On the opposite bank, North Korean soldiers peered out from turquoise watchtowers and at least one warplane surveilled the territory from above.
Experts said the aircraft, spotted by an AFP reporter, was a Stalin-era Ilyushin Il-28 light bomber or a Chinese copy.
“The North Koreans very likely are flying a patrol along the Yalu,” said Rick Fisher, a fellow at the International Assessment and Strategy Center, a US-based think-tank.
“They want to see what they can on the Chinese side” and deliberately “raise Beijing’s alarm.”
Relations between China and North Korea have deteriorated as Beijing has backed a series of UN sanctions to punish its secretive ally over its repeated missile and nuclear tests.
In a previously unthinkable meeting, top US diplomats and military officials told their Chinese counterparts last year about US plans to send troops to North Korea and secure its nuclear weapons in case the regime fell.
“The China-North Korea relationship has some problems at present,” said Yang Xiyu, a former Chinese negotiator on Pyongyang’s nuclear issue.
“It has brought about the current difficult situation in the relationship.”
– ‘Tightly controlled’ –
At the massive Sup’ung hydroelectric dam, which provides power to both China and North Korea, surveillance cameras monitor the Yalu River.
“The border is tightly controlled now,” said 75-year-old Yin Guoxie, retired from a lifetime of work at the dam.
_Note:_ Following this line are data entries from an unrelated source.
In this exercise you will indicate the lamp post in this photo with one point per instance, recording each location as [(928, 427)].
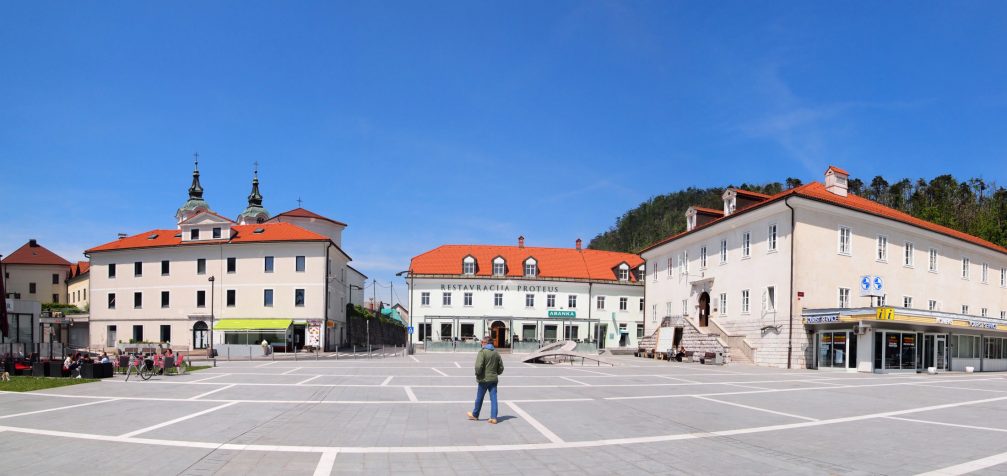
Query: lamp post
[(212, 351)]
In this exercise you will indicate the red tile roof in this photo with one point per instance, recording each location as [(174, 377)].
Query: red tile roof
[(34, 255), (817, 191), (304, 213), (239, 233), (564, 263)]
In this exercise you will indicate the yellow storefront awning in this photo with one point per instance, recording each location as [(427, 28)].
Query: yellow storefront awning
[(252, 324)]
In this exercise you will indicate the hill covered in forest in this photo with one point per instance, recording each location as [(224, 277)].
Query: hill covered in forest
[(973, 206)]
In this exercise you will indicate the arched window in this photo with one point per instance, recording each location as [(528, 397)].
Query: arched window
[(468, 266)]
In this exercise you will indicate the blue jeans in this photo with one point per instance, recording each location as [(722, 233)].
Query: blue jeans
[(480, 392)]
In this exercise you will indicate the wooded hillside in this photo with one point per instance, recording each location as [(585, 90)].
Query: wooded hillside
[(973, 206)]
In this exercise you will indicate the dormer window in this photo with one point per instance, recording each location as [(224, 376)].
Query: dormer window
[(531, 268), (468, 266)]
Yin said regular North Koreans are not allowed to have boats, minimising the number who try to cross.
“If they do come over here, we’ll catch them and send them back,” he added.
Further north in Longjing, where the Tumen River freezes over in the winter, villages have established border protection units and cadres have taught self-defence to residents.
The local propaganda department said last year that hundreds of cameras were being installed to build a “second generation border surveillance system”.
The measures are slashing the number of North Korean defectors who reach Seoul via a land route through China to Southeast Asia.
Fewer than 100 North Koreans a month reached the South last year — the lowest number in 15 years — according to Seoul’s unification ministry.
– Radiation fears –
Five of Pyongyang’s six nuclear tests have been carried out under Mount Mantap at Punggye-ri, some 80 kilometres from the border with northeast China, where citizens felt the accompanying earthquake.
Some Chinese and foreign scientists worry that the 2,200-metre peak suffers from “tired mountain syndrome” and could collapse from further nuclear tests.
Fear of radiation from a test, accident or nuclear war spreading to China’s border regions runs high.
After Pyongyang’s sixth nuclear test in September, China’s Ministry of Environmental Protection conducted emergency radiation monitoring, though nothing abnormal was found.
At the Dandong border crossing, authorities last week checked to make sure their nuclear radiation monitoring and protection equipment was working properly.
Further afield, in Lagushao village, AFP reporters saw a whirring “Radiation environment automatic monitoring station” housed inside a hut.
Guo Qiuju, a professor at Peking University, said the station was capable of detecting radiation coming across the border.
“If the monitoring stations show any abnormalities, we will immediately alert citizens,” said Guo.
The Lagushao station is not listed on the environment ministry’s online network, suggesting it may be new.
The ministry did not immediately respond to faxed questions for comment.
Last month, a state-run newspaper in the Jilin border province published a full-page illustrated advisory detailing how to response in the event of a nuclear attack or disaster.
“If there is a river, lake or pond near you, jump in to protect yourself,” it read.
Afterwards, “flush out your nostrils, rinse your mouth, and clean out you ear canals.”